Fig. 3. HPV⁺ HNSCC patient TIL demonstrate higher overall expression of PD-1

The frequency of CTLA-4⁺and PD-1⁺ cells was compared by flow cytometry in CD8⁺ TIL and PBL from HPV⁺ and HPV⁻ patients. (A) Representative gating and stratification and sorting of TIL by extent of PD-1 level of expression. (B) Comparison of CTLA-4⁺ and PD-1⁺ in PBMC and TIL of HPV⁺ and HPV⁻ (matched-pair Wilcoxon test for comparison of TIL vs. PBL, Mann-Whitney test for comparison HPV⁺ vs. HPV⁻ TIL, HPV⁺ n = 10, HPV⁻ n = 16).

Fig. 4. HPV⁻ tumors contain significantly more PD-1^high CD8⁺ TIL that manifest an exhaustion phenotype and produce little IFN-γ

(A) The range from highest detected PD-1 to the negative control (PD-1^negative) was divided into the three subgroups with low (PD-1^low), intermediate (PD-1^int) and high (PD-1^high) PD-1 expressing cells. (B) Flow cytometric staining for CD3⁺, CD8⁺, and granzyme B on representative TIL (n=3, two HPV⁺ and one HPV⁻), gated on PD-1^negative, PD-1^low, PD-1^int and PD-1^high (n = 3, one-way ANOVA, p = 0.03). (C) ELISPOT analysis for IFN-γ secretion per 100,000 cells of CD8⁺ TIL (n=3, two HPV⁺ and one HPV⁻, distinct tumor samples from B), sorted into PD-1^negative, PD-1^low+int and PD-1^high expressing subsets (n = 3, one-way ANOVA p = 0.01). (D, E) Box and Whiskers plots for PD-1^high (D) and PD-1^low (E) fractions of HPV⁺ and HPV⁻ patients (Mann-Whitney comparison, HPV⁺ n = 20, HPV⁻ n = 36).

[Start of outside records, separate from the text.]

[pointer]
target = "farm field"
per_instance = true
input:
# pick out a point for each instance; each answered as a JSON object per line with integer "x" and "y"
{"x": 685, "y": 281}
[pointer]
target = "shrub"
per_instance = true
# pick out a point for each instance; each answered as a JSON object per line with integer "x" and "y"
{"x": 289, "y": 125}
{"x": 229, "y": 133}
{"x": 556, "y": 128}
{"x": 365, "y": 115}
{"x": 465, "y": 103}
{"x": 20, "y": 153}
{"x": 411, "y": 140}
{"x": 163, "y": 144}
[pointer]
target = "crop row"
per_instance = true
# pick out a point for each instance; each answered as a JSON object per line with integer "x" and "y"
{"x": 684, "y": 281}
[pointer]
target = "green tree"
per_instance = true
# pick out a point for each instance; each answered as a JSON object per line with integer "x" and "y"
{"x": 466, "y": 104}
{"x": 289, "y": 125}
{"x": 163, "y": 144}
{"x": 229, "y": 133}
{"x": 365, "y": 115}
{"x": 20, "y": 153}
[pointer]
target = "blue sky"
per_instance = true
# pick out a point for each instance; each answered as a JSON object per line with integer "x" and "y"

Fig. 5. PD-1^high TIL are associated with worse DFS whereas high levels of PD-1^low TIL portend better clinical outcome

Kaplan-Meier curves portray DFS for HNC patients (HPV⁺ n=20, HPV⁻ n=36) in relation to PD-1^high vs. PD-1^low fractions of CD8⁺ TIL. Tertiles for PD-1^high fractions were distinguished and survival plotted as shown (A, ranges of lower tertile 0–1.75; middle tertile 1.75–8.7; upper tertile 8.7–51). Cox proportional hazards models were used to investigate the relative risk and models checked for linearity and adequacy of the proportional hazards assumptions. (B) Hazard ratio = 2.25 (95% CI = 1.46 – 3.15), p < .0001. Tertiles for PD-1^low fractions were distinguished and survival plotted as shown (C, ranges of lower tertile 9.3–49.5; middle tertile 49.5–78.5; upper tertile 78.5–99.4). (D) Hazard ratio = 0.19 (95% CI = .07 – .49, p < .0006).

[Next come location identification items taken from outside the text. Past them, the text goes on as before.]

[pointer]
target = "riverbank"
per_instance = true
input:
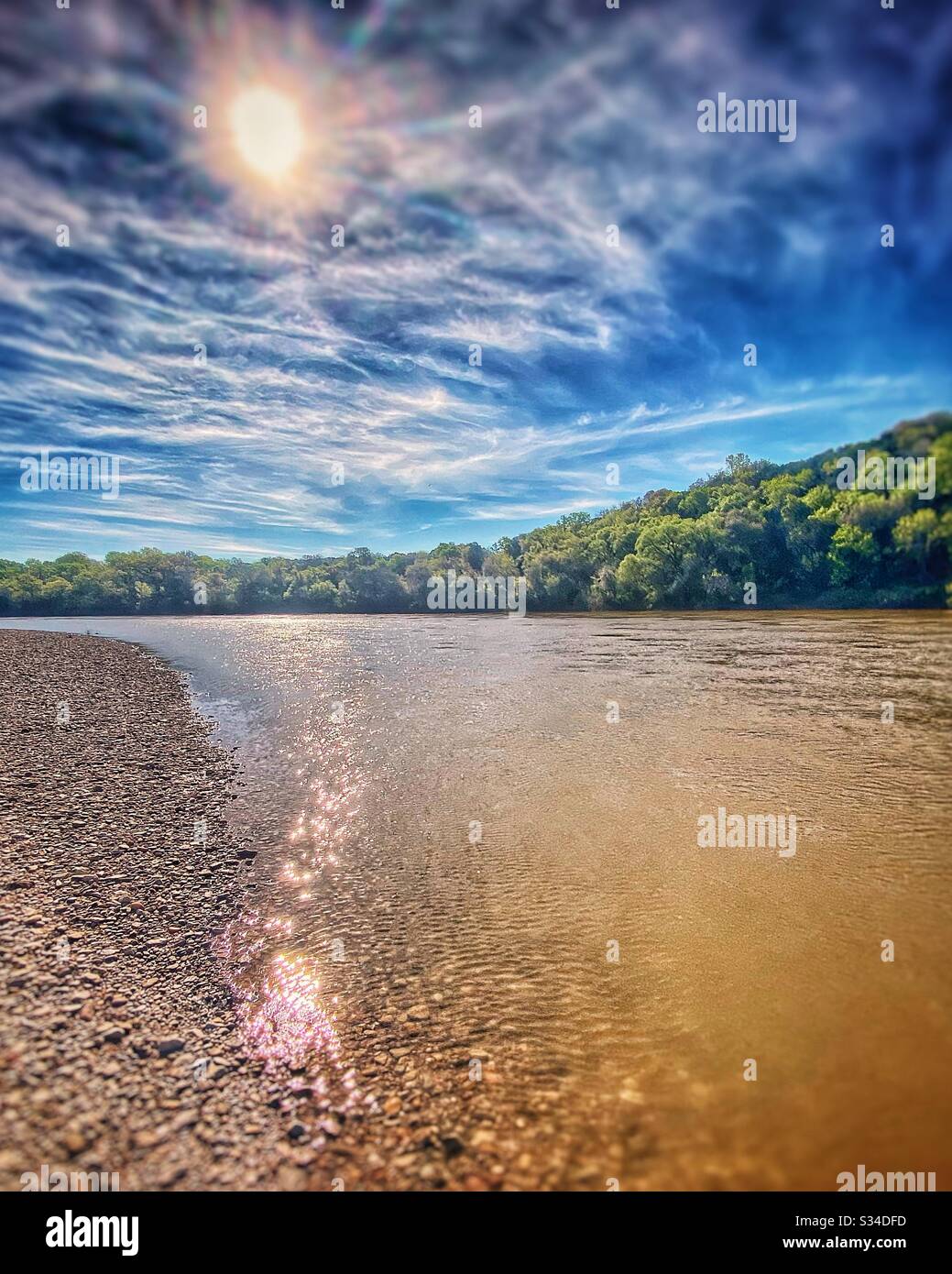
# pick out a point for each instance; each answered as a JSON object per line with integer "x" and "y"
{"x": 120, "y": 1049}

Fig. 6. Dysfunctional PD-1^high CD8⁺ T cells are dramatically reduced in the treatment response group to anti-PD-1 plus RT targeted therapy

(A) 33 mice with positive tumor growth were randomized into two treatment groups (n= 16 for isotype + RT, and n=17 for anti-PD-1 Ab + RT). Treatment response was analyzed by measurement of the tumor volume on different days. A comparison of radiotherapy alone (isotype) and radiotherapy in combination with anti-PD-1 Ab treatment was performed. By modeling the fixed and random coefficients of a polynomial regression model, we conclude that the slopes between two treatment groups differ and that RT + anti-PD-1 Ab treated tumors grew more slowly than RT + isotype treated tumors. Data represent observed mean with bootstrap 95% CI (p = .0039). Anti-PD-1 Ab or isotype control (3mg/kg body weight) was administered at days 1, 4, 11, 15; radiotherapy was fractionated in 2 Gy ×10 days (on day 4,5,6,7,8,11,12,13,14,15). (B, C) PD-1 expression of isolated splenic CD3⁺ PD-1⁺ lymphocytes, PD-1^high (B) and PD-1^int/low fractions (C) of RT + isotype vs. RT + anti-PD-1 Ab were compared with non-parametric Mann-Whitney test, data are representative of +/− SEM.